Services, residents suffer when people skip out of paying
COVINGTON, Ky. - Residents and businesses who pay taxes to the City of Covington shouldn’t be forced to make higher payments - or receive fewer services - because their neighbors refuse to pay their own taxes.
That’s the premise behind the Covington City Commission’s decision to hire an expert to collect delinquent taxes that have been on the books for years.
“We’re taking this step to ensure fairness,” said Muhammed Owusu, Covington’s Finance Director. “When people don’t pay their taxes, they increase the burden on the rest of us to fully fund critical services related to public protection, smooth streets and sidewalks, and job creation.”
The City Commission voted 5-0 Tuesday night to accept the bid of Avenu Insights & Analytics LLC for a three-year period with an option to renew for two one-year periods.
The company has two tasks, Owusu said, the first relatively straightforward and the second more complicated:
- Recover past-due property taxes, which are thought to total approximately $2.7 million for the calendar years 2015-2017 alone. The amounts of these bills are generally known, it’s just a matter of being persistent about collecting them, he said.

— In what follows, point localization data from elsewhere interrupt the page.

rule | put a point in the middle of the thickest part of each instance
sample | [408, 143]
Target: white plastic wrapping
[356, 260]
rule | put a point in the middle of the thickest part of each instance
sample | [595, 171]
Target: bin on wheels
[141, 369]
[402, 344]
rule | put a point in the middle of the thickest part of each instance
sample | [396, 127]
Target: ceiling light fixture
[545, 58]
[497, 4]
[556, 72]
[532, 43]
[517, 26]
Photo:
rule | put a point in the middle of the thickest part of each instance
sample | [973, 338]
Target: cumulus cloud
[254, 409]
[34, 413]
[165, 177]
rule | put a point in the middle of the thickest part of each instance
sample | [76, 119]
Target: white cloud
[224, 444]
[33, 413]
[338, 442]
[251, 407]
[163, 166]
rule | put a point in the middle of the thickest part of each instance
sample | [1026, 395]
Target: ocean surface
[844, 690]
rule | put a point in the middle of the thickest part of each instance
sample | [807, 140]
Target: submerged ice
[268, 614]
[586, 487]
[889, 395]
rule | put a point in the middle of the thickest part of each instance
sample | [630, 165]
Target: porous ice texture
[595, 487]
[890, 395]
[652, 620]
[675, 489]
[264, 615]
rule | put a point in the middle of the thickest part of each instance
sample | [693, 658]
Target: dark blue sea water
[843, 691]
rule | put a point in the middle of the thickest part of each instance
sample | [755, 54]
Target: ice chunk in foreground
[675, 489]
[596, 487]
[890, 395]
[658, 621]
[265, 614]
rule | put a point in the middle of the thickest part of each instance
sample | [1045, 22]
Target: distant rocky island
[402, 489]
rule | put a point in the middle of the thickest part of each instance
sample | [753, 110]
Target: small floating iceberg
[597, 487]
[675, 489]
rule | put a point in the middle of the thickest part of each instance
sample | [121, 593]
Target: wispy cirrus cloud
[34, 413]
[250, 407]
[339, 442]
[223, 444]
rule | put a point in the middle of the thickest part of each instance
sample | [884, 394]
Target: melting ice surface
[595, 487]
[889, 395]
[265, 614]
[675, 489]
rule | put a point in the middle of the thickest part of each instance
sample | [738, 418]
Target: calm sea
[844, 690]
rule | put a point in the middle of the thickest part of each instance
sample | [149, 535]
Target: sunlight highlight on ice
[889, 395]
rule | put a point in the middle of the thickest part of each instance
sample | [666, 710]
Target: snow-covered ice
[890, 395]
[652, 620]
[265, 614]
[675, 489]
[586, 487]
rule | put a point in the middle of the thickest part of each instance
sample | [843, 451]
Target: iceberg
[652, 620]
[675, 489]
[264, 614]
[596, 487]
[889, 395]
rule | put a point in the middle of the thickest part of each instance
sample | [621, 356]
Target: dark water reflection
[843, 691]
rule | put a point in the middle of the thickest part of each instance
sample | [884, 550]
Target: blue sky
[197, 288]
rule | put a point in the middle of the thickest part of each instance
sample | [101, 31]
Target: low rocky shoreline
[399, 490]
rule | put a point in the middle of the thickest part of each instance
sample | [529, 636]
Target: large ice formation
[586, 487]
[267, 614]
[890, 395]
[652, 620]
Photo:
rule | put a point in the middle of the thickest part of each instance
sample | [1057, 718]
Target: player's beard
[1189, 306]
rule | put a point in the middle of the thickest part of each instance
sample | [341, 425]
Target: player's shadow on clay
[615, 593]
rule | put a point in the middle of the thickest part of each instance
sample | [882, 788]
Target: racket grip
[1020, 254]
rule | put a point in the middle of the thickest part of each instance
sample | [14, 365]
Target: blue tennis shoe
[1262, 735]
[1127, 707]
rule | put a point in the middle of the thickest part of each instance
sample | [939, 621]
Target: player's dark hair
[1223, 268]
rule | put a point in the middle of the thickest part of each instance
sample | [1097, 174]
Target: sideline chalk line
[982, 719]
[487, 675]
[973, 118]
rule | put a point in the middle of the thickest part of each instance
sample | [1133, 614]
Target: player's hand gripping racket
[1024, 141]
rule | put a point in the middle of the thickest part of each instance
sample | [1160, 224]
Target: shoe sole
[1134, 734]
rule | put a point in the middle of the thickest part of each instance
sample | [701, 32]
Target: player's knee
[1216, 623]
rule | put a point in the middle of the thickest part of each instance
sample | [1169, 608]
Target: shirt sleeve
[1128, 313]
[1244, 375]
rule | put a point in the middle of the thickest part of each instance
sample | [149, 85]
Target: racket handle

- Recover occupational (or business net profit) taxes owed the City by first identifying or “discovering” companies that should have registered with the City but didn’t, and then collecting those taxes.
The City is legally permitted to go back 11 years for property taxes and seven years for occupational license taxes.
The contract will not cost taxpayers upfront. Rather, the company will be paid out of the taxes it collects - 25 percent of the delinquent property taxes and 40 percent of the delinquent occupational taxes it “discovers” and collects. The law allows the City to pay the company by assessing an additional fee on top of the taxes collected, but officials have decided not to assess that fee and instead pay the company out of the collections.
However, the City will assess penalties and interest on the back taxes.
Owusu assured the City Commission that the company won’t be going after people who are “a little late” on their taxes. It will target so-called difficult debts that have been on the books for at least a couple of years despite previous efforts to collect.
The collective amount of these debts is high because until recently, the Finance Department was left severely understaffed by decisions to leave vacant positions unfilled, Owusu said.
City Manager David Johnston said that most residents should welcome the initiative, since every uncollected dollar is a dollar “stolen away” from police and fire protection, job creation, street infrastructure, and the code inspections that protect the health and safety of neighbors from threats near their homes.
“Taxes are an investment in a stronger City and a higher quality of life for all of us,” Johnston said. “Those who try to avoid paying their share either make the costs go up for everyone else or limit the quality of the services we can provide.”